George Mason University Professor Neomi Rao is a former law clerk for Justice Thomas. "There's an agreement perhaps amongst some of the conservatives and some of the liberals that the minimalists as it were are being less than forthright in what they're doing," she says.
Ted Olson, who served as solicitor general in the first Bush administration, says Scalia is worried about not solidifying the new conservative approach while he can.
"I think he's looking into the future, who's going to be the next justice on the court and how will that change the balance and if the court doesn't do away with precedents that he thinks are unacceptable and wrongly decided they're going to be around to bite him later on," Olson says.
But Columbia Law School Professor Michael Dorf, a former Kennedy clerk, says that Justice Kennedy, who so often cast the pivotal, fifth vote, is more temperamentally in tune with the more modest approach.
"Part of what you're seeing may be that he finds Roberts and Alito less scary than Justices Scalia and Thomas because they aren't bomb throwers, and it's possible that the Roberts strategy of incremental moves and not acknowledging when he's overturning precedents is appealing to Justice Kennedy," says Dorf.
What's more, says Goldstein, conservatives still win in the end. "The differences between the conservatives don't amount to a hill of beans. It's all about theory, in practice five justices on the right agreed on the result and were willing to change the law in the direction the thought it had to go," says Goldstein.
No case better illustrates that than the abortion case. Not only are states now freer than before to regulate abortion, many observers note how the court's emphasis has changed dramatically, from the doctor and the patient, to the unborn child.
George Annas, chairman of the Department of Health Law, Bioethics and Human Rights at Boston University, contends that, until this term's abortion decision, most scholars considered the doctor-patient relationship to be protected in some fundamental constitution sense.
"That as long as physicians were practicing for the best interests and health of their patients, with their patients' informed consent, and consistent with good medical practice, the government could not interfere with that relationship. That no longer is the law," says Annas.
In many cases this term, the court's majority did not rule on the merits of a case, but ruled that individuals had no right to be in court. For example, the court, by a 5-to-4 vote, ruled that taxpayers could not challenge the president's faith-based initiative in court.

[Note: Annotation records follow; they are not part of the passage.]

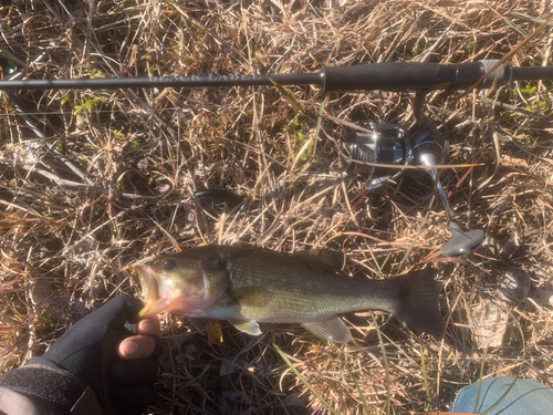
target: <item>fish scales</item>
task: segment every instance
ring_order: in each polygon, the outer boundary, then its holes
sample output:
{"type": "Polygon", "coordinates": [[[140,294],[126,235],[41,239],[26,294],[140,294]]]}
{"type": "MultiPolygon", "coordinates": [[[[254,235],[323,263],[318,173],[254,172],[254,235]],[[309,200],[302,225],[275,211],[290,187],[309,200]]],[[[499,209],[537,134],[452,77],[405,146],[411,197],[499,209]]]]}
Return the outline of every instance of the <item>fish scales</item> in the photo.
{"type": "Polygon", "coordinates": [[[397,289],[368,279],[322,272],[294,257],[271,251],[234,255],[229,261],[233,288],[263,287],[267,302],[246,304],[242,314],[257,321],[303,322],[365,309],[387,309],[397,289]]]}
{"type": "Polygon", "coordinates": [[[300,323],[345,343],[349,330],[337,314],[376,309],[429,334],[442,333],[441,283],[431,269],[382,280],[351,278],[336,272],[336,253],[204,246],[159,257],[135,267],[146,300],[139,315],[173,310],[228,320],[250,334],[261,334],[258,322],[300,323]]]}

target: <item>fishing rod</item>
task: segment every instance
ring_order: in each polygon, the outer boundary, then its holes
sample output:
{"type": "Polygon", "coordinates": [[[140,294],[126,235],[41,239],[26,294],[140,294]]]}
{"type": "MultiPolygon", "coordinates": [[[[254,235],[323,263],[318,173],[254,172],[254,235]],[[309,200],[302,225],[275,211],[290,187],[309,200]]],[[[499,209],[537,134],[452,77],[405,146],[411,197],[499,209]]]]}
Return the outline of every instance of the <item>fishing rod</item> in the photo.
{"type": "Polygon", "coordinates": [[[553,80],[553,66],[501,65],[488,73],[497,62],[499,61],[483,60],[460,64],[384,62],[352,66],[324,66],[321,72],[305,74],[8,80],[0,81],[0,91],[271,86],[272,81],[281,85],[319,85],[323,92],[432,91],[462,90],[472,86],[479,80],[483,89],[490,87],[493,82],[501,85],[509,81],[553,80]],[[484,76],[483,80],[482,76],[484,76]]]}
{"type": "Polygon", "coordinates": [[[319,85],[323,92],[333,91],[415,91],[414,114],[422,131],[409,136],[400,125],[357,123],[347,149],[351,170],[368,177],[374,189],[398,178],[405,166],[426,166],[446,209],[451,239],[440,252],[444,257],[461,257],[476,250],[484,240],[481,229],[463,229],[452,217],[449,203],[435,166],[442,164],[445,139],[424,112],[426,94],[436,90],[463,90],[478,86],[490,89],[511,81],[553,80],[553,66],[515,68],[497,60],[461,64],[425,62],[385,62],[352,66],[324,66],[321,72],[274,75],[208,75],[154,76],[94,80],[8,80],[0,81],[0,91],[30,90],[106,90],[131,87],[206,87],[206,86],[271,86],[319,85]],[[379,167],[378,165],[383,165],[379,167]],[[394,165],[395,168],[384,167],[394,165]]]}

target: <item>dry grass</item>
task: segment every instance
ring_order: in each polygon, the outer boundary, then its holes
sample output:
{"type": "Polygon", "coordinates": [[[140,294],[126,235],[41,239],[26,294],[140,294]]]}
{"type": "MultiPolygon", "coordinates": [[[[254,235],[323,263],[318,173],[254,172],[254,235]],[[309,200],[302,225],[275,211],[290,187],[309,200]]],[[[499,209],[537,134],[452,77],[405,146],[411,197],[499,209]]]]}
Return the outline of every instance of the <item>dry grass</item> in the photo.
{"type": "MultiPolygon", "coordinates": [[[[541,24],[549,7],[507,0],[349,0],[344,7],[336,0],[22,0],[0,8],[0,56],[31,79],[458,63],[503,56],[541,24]]],[[[551,65],[552,40],[550,24],[513,63],[551,65]]],[[[446,284],[442,338],[377,318],[396,413],[447,408],[456,391],[478,380],[483,352],[474,342],[472,314],[483,299],[497,297],[497,276],[505,268],[528,276],[531,290],[509,305],[512,318],[502,346],[489,352],[486,375],[553,382],[552,85],[531,85],[536,90],[503,86],[488,101],[462,93],[429,96],[430,116],[449,137],[451,162],[484,164],[462,181],[466,169],[445,178],[455,215],[489,238],[466,261],[435,263],[446,284]],[[492,108],[495,100],[512,107],[492,108]]],[[[421,226],[404,269],[419,267],[448,239],[442,206],[429,207],[428,181],[413,174],[367,194],[363,178],[342,176],[343,126],[324,121],[313,145],[320,90],[293,93],[309,115],[275,87],[2,93],[2,371],[42,354],[106,299],[138,295],[128,266],[176,246],[342,249],[348,272],[374,276],[388,256],[385,274],[399,271],[421,226]],[[237,207],[195,200],[192,194],[205,188],[232,189],[246,199],[237,207]]],[[[409,96],[331,94],[324,111],[415,129],[409,96]]],[[[252,338],[227,323],[223,343],[208,344],[206,322],[166,317],[166,374],[152,413],[324,413],[276,354],[274,340],[333,407],[361,414],[359,394],[334,352],[341,355],[372,413],[382,414],[385,371],[372,319],[346,319],[355,341],[338,347],[299,326],[265,325],[265,334],[252,338]]]]}

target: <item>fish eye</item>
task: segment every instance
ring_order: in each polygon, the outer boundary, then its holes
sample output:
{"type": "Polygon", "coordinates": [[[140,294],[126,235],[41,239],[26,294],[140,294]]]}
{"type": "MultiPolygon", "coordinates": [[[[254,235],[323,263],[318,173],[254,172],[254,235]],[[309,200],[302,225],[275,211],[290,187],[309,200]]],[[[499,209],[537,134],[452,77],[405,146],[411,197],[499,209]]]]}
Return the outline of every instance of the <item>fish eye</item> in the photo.
{"type": "Polygon", "coordinates": [[[177,261],[175,261],[174,259],[168,259],[167,261],[164,262],[163,267],[164,267],[164,270],[166,271],[170,271],[171,269],[174,269],[175,267],[177,266],[177,261]]]}

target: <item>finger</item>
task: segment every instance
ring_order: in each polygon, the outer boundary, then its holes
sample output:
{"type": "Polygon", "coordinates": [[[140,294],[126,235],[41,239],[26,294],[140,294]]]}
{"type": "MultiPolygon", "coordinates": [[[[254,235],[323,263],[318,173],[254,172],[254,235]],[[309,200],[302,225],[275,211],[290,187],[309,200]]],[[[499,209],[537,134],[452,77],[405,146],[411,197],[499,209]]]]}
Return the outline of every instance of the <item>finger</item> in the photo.
{"type": "Polygon", "coordinates": [[[156,341],[149,335],[133,335],[123,340],[117,347],[117,354],[123,360],[146,359],[154,353],[156,341]]]}
{"type": "Polygon", "coordinates": [[[161,332],[161,325],[157,319],[144,319],[136,324],[136,334],[158,335],[161,332]]]}
{"type": "Polygon", "coordinates": [[[138,359],[115,362],[109,369],[109,377],[117,385],[153,385],[161,370],[156,361],[138,359]]]}

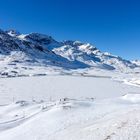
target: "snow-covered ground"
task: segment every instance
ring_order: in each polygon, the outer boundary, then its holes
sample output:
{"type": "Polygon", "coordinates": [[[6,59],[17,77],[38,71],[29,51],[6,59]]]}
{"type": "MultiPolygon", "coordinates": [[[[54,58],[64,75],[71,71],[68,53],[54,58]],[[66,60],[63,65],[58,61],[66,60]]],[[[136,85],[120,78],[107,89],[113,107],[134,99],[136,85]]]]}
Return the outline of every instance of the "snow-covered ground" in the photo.
{"type": "Polygon", "coordinates": [[[139,140],[138,76],[82,72],[1,78],[0,140],[139,140]]]}

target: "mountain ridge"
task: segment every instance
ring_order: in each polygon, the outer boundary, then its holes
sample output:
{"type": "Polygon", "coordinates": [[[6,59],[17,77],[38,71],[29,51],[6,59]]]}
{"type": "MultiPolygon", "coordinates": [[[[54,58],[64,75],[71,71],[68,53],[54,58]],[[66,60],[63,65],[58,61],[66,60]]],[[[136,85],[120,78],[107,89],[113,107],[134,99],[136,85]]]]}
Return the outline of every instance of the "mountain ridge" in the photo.
{"type": "MultiPolygon", "coordinates": [[[[56,41],[53,37],[15,30],[0,29],[0,58],[7,64],[18,63],[38,66],[55,66],[62,69],[99,68],[125,70],[138,67],[136,63],[108,52],[101,52],[90,43],[56,41]]],[[[1,61],[2,62],[2,61],[1,61]]]]}

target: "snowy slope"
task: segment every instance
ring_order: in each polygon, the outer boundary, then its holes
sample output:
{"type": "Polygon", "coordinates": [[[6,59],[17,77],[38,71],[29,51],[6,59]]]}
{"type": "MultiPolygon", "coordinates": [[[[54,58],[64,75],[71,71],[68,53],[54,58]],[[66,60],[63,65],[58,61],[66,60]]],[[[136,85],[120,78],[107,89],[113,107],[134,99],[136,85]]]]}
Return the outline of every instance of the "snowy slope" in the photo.
{"type": "Polygon", "coordinates": [[[137,68],[136,64],[103,53],[89,43],[58,42],[51,36],[39,33],[24,35],[14,30],[0,30],[1,76],[24,75],[29,66],[38,66],[44,71],[50,68],[54,71],[97,68],[124,72],[137,68]]]}

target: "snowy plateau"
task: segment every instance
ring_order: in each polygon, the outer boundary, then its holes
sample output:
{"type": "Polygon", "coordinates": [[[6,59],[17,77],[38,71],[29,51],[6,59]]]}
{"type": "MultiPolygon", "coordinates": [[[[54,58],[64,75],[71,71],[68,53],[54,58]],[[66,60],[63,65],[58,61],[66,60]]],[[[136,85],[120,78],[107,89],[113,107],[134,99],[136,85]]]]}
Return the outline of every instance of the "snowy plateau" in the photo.
{"type": "Polygon", "coordinates": [[[0,30],[0,140],[140,140],[140,61],[0,30]]]}

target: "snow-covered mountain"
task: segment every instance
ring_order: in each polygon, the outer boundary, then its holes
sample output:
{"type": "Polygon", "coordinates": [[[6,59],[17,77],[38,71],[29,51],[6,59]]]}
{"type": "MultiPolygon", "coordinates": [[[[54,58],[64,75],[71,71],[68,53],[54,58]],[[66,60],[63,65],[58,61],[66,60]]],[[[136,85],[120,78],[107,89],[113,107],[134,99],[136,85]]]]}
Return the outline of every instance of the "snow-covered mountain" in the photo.
{"type": "MultiPolygon", "coordinates": [[[[101,68],[125,70],[137,64],[121,57],[104,53],[89,43],[80,41],[58,42],[51,36],[15,30],[0,30],[0,67],[7,65],[57,67],[61,69],[101,68]]],[[[4,70],[4,69],[3,69],[4,70]]]]}

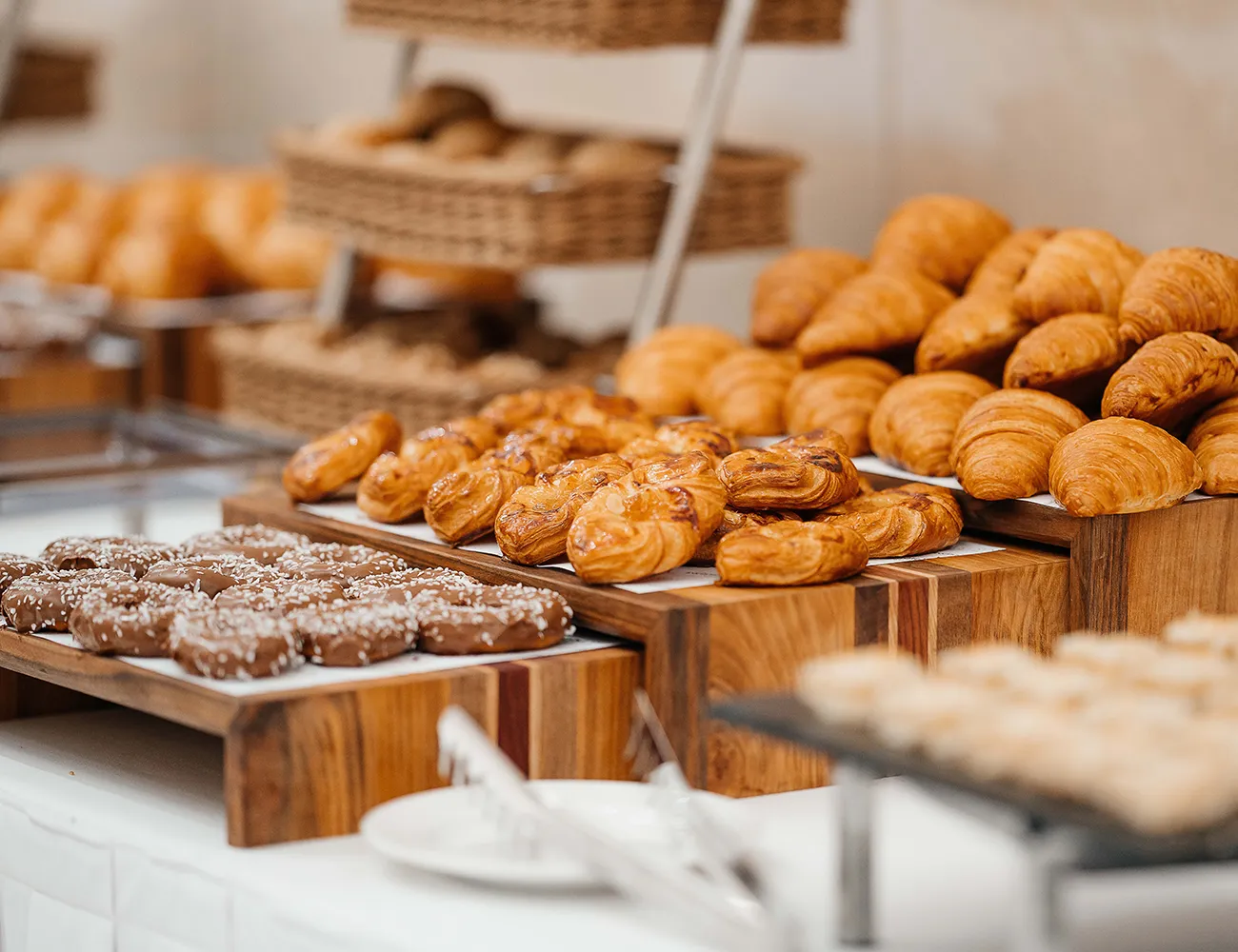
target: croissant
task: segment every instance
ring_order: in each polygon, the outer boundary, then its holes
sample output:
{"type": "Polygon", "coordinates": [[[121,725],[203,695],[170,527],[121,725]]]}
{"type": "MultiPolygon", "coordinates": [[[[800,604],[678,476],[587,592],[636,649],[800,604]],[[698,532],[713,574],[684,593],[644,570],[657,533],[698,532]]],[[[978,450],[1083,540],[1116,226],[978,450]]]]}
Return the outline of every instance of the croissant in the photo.
{"type": "Polygon", "coordinates": [[[716,565],[724,586],[815,586],[854,576],[868,546],[844,526],[773,522],[730,532],[716,565]]]}
{"type": "Polygon", "coordinates": [[[950,475],[950,446],[963,413],[995,390],[959,370],[905,376],[877,404],[868,423],[873,452],[921,475],[950,475]]]}
{"type": "Polygon", "coordinates": [[[753,340],[790,347],[812,316],[868,265],[847,251],[802,248],[769,265],[753,286],[753,340]]]}
{"type": "Polygon", "coordinates": [[[494,539],[513,562],[539,566],[567,552],[567,530],[602,487],[631,472],[614,453],[573,459],[540,473],[503,504],[494,539]]]}
{"type": "Polygon", "coordinates": [[[1040,249],[1014,290],[1014,312],[1040,324],[1071,313],[1118,316],[1143,254],[1108,232],[1068,228],[1040,249]]]}
{"type": "Polygon", "coordinates": [[[567,557],[586,582],[669,572],[713,535],[725,505],[727,489],[704,453],[646,463],[581,506],[567,532],[567,557]]]}
{"type": "Polygon", "coordinates": [[[863,456],[873,407],[900,376],[872,357],[844,357],[801,370],[791,380],[782,406],[787,432],[832,430],[846,441],[849,456],[863,456]]]}
{"type": "Polygon", "coordinates": [[[1223,400],[1201,416],[1186,444],[1203,469],[1205,493],[1238,493],[1238,396],[1223,400]]]}
{"type": "Polygon", "coordinates": [[[725,331],[699,324],[662,328],[625,353],[615,386],[654,416],[696,411],[696,387],[706,371],[743,344],[725,331]]]}
{"type": "Polygon", "coordinates": [[[998,390],[963,413],[950,464],[968,495],[1025,499],[1049,491],[1049,457],[1087,422],[1073,404],[1041,390],[998,390]]]}
{"type": "Polygon", "coordinates": [[[706,374],[697,406],[739,436],[784,433],[782,404],[799,369],[794,350],[735,350],[706,374]]]}
{"type": "Polygon", "coordinates": [[[284,489],[296,503],[314,503],[357,479],[383,453],[400,446],[400,423],[370,412],[306,443],[284,467],[284,489]]]}
{"type": "Polygon", "coordinates": [[[869,558],[901,558],[954,545],[963,531],[963,510],[948,489],[905,483],[858,495],[827,509],[815,521],[858,532],[869,558]]]}
{"type": "Polygon", "coordinates": [[[914,344],[954,296],[917,274],[869,271],[848,281],[803,328],[795,349],[805,366],[843,354],[914,344]]]}
{"type": "Polygon", "coordinates": [[[1171,331],[1238,337],[1238,259],[1202,248],[1149,255],[1130,279],[1118,323],[1133,344],[1171,331]]]}
{"type": "Polygon", "coordinates": [[[1203,483],[1191,451],[1143,420],[1093,420],[1054,448],[1049,488],[1072,516],[1166,509],[1203,483]]]}
{"type": "Polygon", "coordinates": [[[732,453],[718,478],[734,509],[826,509],[859,491],[847,443],[827,430],[732,453]]]}
{"type": "Polygon", "coordinates": [[[920,196],[899,206],[873,245],[873,267],[915,271],[962,290],[976,266],[1010,234],[1010,223],[983,202],[920,196]]]}
{"type": "Polygon", "coordinates": [[[1101,416],[1130,416],[1172,430],[1238,394],[1238,354],[1191,331],[1149,340],[1109,379],[1101,416]]]}

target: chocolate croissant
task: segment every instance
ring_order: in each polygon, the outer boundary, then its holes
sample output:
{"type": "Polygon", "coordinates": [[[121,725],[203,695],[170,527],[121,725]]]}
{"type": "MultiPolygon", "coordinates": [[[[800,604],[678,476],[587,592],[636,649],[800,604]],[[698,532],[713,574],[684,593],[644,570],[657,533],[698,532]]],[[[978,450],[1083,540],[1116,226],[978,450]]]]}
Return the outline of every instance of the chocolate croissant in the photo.
{"type": "Polygon", "coordinates": [[[963,413],[993,384],[959,370],[905,376],[878,402],[868,423],[873,452],[921,475],[950,475],[950,447],[963,413]]]}
{"type": "Polygon", "coordinates": [[[868,420],[895,380],[898,370],[872,357],[844,357],[801,370],[786,391],[782,415],[789,433],[832,430],[847,442],[849,456],[868,452],[868,420]]]}
{"type": "Polygon", "coordinates": [[[774,261],[753,286],[753,340],[790,347],[833,293],[868,265],[848,251],[801,248],[774,261]]]}
{"type": "Polygon", "coordinates": [[[948,489],[905,483],[865,493],[813,519],[858,532],[869,558],[901,558],[950,548],[963,531],[963,510],[948,489]]]}
{"type": "Polygon", "coordinates": [[[846,354],[909,347],[954,296],[936,281],[907,272],[869,271],[852,279],[796,338],[805,366],[846,354]]]}
{"type": "Polygon", "coordinates": [[[1130,279],[1118,323],[1133,344],[1171,331],[1238,337],[1238,259],[1202,248],[1149,255],[1130,279]]]}
{"type": "Polygon", "coordinates": [[[1101,416],[1129,416],[1165,430],[1238,394],[1238,354],[1191,331],[1149,340],[1104,389],[1101,416]]]}
{"type": "Polygon", "coordinates": [[[1093,420],[1063,437],[1049,461],[1049,488],[1072,516],[1166,509],[1203,483],[1191,451],[1143,420],[1093,420]]]}
{"type": "Polygon", "coordinates": [[[1087,422],[1073,404],[1041,390],[998,390],[963,413],[950,451],[968,495],[1025,499],[1049,491],[1049,458],[1087,422]]]}
{"type": "Polygon", "coordinates": [[[915,271],[961,291],[976,266],[1010,234],[1010,223],[983,202],[920,196],[899,206],[873,245],[873,267],[915,271]]]}
{"type": "Polygon", "coordinates": [[[1014,290],[1014,312],[1040,324],[1073,313],[1118,316],[1143,254],[1108,232],[1068,228],[1036,253],[1014,290]]]}

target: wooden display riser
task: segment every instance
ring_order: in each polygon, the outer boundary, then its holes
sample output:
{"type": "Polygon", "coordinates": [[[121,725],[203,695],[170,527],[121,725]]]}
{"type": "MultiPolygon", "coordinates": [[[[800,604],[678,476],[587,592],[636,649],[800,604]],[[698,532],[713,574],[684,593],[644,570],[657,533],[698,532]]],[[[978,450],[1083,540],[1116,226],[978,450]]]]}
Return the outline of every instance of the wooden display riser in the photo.
{"type": "Polygon", "coordinates": [[[228,842],[355,833],[370,807],[442,786],[438,716],[469,712],[532,777],[626,780],[640,652],[602,647],[234,697],[0,629],[0,720],[113,702],[222,737],[228,842]]]}
{"type": "Polygon", "coordinates": [[[870,568],[829,586],[704,584],[635,594],[588,586],[558,569],[311,515],[275,494],[224,501],[224,521],[265,522],[319,540],[396,552],[484,582],[552,588],[577,620],[644,645],[644,687],[696,786],[745,796],[827,780],[825,760],[708,719],[708,702],[786,690],[800,666],[858,645],[891,644],[932,661],[946,647],[1009,641],[1045,650],[1067,628],[1067,558],[1008,546],[999,552],[870,568]]]}

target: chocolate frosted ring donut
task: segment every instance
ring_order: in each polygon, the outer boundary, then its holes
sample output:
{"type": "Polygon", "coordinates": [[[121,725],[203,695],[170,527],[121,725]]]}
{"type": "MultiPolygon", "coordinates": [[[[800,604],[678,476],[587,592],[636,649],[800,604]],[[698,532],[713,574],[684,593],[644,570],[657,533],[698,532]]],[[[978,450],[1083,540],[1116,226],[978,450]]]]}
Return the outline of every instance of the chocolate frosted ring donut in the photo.
{"type": "Polygon", "coordinates": [[[213,607],[178,614],[168,644],[176,664],[201,677],[274,677],[303,661],[291,621],[243,608],[213,607]]]}
{"type": "Polygon", "coordinates": [[[201,592],[120,582],[88,592],[69,615],[69,631],[97,655],[166,657],[172,619],[209,608],[210,599],[201,592]]]}

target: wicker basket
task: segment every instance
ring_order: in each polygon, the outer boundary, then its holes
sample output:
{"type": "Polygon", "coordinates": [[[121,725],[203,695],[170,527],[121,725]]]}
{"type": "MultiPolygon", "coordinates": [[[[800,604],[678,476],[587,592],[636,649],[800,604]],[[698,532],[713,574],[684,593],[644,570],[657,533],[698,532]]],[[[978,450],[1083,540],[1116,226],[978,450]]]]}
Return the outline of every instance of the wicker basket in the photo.
{"type": "MultiPolygon", "coordinates": [[[[511,271],[650,257],[670,199],[670,186],[647,176],[530,180],[485,161],[395,167],[302,135],[281,137],[279,150],[293,219],[391,257],[511,271]]],[[[799,167],[781,154],[718,156],[691,250],[787,244],[799,167]]]]}
{"type": "MultiPolygon", "coordinates": [[[[631,50],[713,41],[723,0],[348,0],[358,26],[413,37],[568,50],[631,50]]],[[[828,43],[843,33],[847,0],[763,0],[758,43],[828,43]]]]}

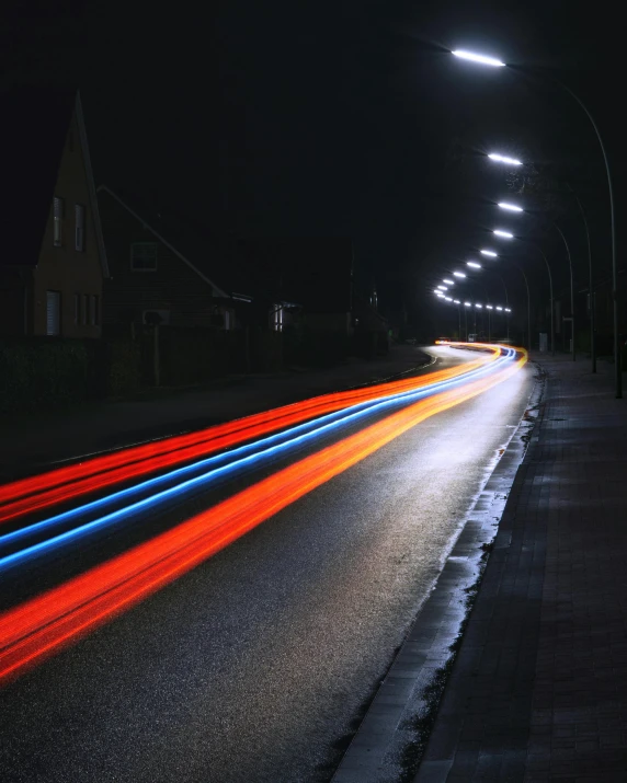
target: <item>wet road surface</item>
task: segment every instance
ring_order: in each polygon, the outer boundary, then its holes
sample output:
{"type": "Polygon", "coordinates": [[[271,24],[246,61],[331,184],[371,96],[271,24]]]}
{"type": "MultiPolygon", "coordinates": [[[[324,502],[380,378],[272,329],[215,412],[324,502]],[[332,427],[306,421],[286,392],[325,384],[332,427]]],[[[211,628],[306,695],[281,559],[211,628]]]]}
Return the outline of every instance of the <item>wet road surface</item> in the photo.
{"type": "MultiPolygon", "coordinates": [[[[432,353],[431,370],[476,358],[432,353]]],[[[2,780],[328,781],[532,375],[420,423],[5,686],[2,780]]]]}

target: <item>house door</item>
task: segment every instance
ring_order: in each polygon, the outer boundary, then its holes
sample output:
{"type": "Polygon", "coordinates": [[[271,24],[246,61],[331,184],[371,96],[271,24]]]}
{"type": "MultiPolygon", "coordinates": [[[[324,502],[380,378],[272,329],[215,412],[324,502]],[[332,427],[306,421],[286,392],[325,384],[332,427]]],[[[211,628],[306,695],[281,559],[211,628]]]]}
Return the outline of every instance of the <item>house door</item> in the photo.
{"type": "Polygon", "coordinates": [[[46,334],[57,335],[61,331],[60,291],[46,291],[46,334]]]}

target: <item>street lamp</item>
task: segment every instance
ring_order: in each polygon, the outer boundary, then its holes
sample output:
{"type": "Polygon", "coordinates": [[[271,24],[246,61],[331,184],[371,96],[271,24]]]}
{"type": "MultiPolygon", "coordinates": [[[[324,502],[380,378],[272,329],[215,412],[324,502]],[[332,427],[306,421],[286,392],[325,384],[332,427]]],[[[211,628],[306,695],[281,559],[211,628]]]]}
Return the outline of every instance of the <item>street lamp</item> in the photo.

One small case that many scholars consider emblematic of the court's new formalism was a ruling that a convicted defendant had lost his right to appeal because his lawyer relied on a judge's order to file the appeal within 17 days, instead of the 14 days in the statute. The judge had erroneously factored in the weekend in setting the deadline. The court's five-justice majority overruled a line of previous decisions, to say there should be no flexibility when such errors inadvertently occur.
"These results strike me as simply mean, in that they enforce a kind of strict letter of the law approach, with out any obvious benefit. This struck me at least as something out of a Dickens novel, or perhaps even Kafka," says Dorf.
That echoes what the four, liberal dissenters said in many cases, but they did not prevail.
At his confirmation hearing, Roberts said he viewed the role of a judge as that of an umpire, to call balls and strikes.
"One of the most famous umpires in major ball history, Bill Klem, was once asked, 'Was that a ball or a strike,' and he said, 'You know, it's not a ball or a strike until I say it is.' So this idea of the umpire as someone who just follows a rule book, has been kind of exploded this term," says Karlan.